As a young girl growing up, I have fond memories of Harry Belafonte being in a few movies and some of his calypso songs. When he came on to the scene, so to speak, there were very few African Americans in the entertainment industry. When most people heard about black entertainers, they were in either small African Negro Theatre of the south but very few were allowed to have roles or perform on American television. At that time, shows like the Ed Sullivan Show and Lawrence Welk needed to be careful on who that book to spare the wrath of not only the station sponsors as well as the general public.
It didn’t take long for his charismatic voice and acting style to take notice in the main stream of American culture but more importantly, in the African American community as an entity that wasn’t playing a shadow character or a dumb subordinate. Most often African American performers were better known and limited to their own small theatre circuits and clubs .Harry, along with a handful of others including Martin Luther King, Jr.; Sammy Davis Jr.; Lena Horn; Sydney Pointier; Nat King Cole; and others showed that, we as people, to be talented and have the capacity to excel with our skills beyond what color our skin is. His acting talents later propelled him into his own production company allowing him to pass forward not only his talents but those of up and coming talents of Redd Foxx and Richard Pryor.
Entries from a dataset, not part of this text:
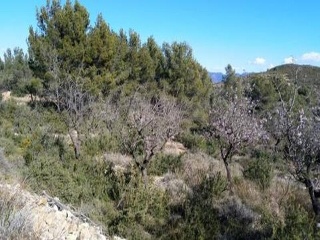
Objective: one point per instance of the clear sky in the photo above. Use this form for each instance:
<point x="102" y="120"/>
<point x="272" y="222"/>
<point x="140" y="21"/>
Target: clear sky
<point x="251" y="35"/>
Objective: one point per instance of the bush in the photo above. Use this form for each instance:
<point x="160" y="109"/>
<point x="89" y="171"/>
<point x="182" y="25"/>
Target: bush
<point x="164" y="163"/>
<point x="298" y="224"/>
<point x="259" y="170"/>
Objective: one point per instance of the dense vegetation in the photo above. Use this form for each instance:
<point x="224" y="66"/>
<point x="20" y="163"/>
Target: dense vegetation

We are familiar with his introduction of the calypso music into the American musical mainstream but he was a strong humanitarian of equal rights. Few knew that he was a strong spokesman and proponent of the human rights movement both here and abroad. In a recent interview for his upcoming special that aired on HBO last October, Harry was critical on the policies and actions of President Obama, stating that his reactions went to the “loudest shouting voices” instead of concentrating on the more critical issues that face the nation. His way of “persuading his audience” to the human issues and concerns at hand without preaching has not only brought praise from everyone across main stream America as well as those in the entertainment industry and political circles alike. His previous humanitarian efforts have ranged from the early civil rights with Martin Luther King Jr. to being goodwill ambassador to UNICEF, active spokesman to Apartheid in South Africa, drought and blight issues in much of West Africa. You can say that he was doing “passing forward concept” before it was even cool.
One thing I wasn’t aware of was that Harry has dyslexia, which is a disorder on which people have problems in deciphering words in written text. They say that sometimes, when there is a deficit in one area, the person may become more in tune to the human environment around them. Either way, we can always use more people like him, presenting the positive light of people, regardless of race and how we all can “pass forward” that everyone matters.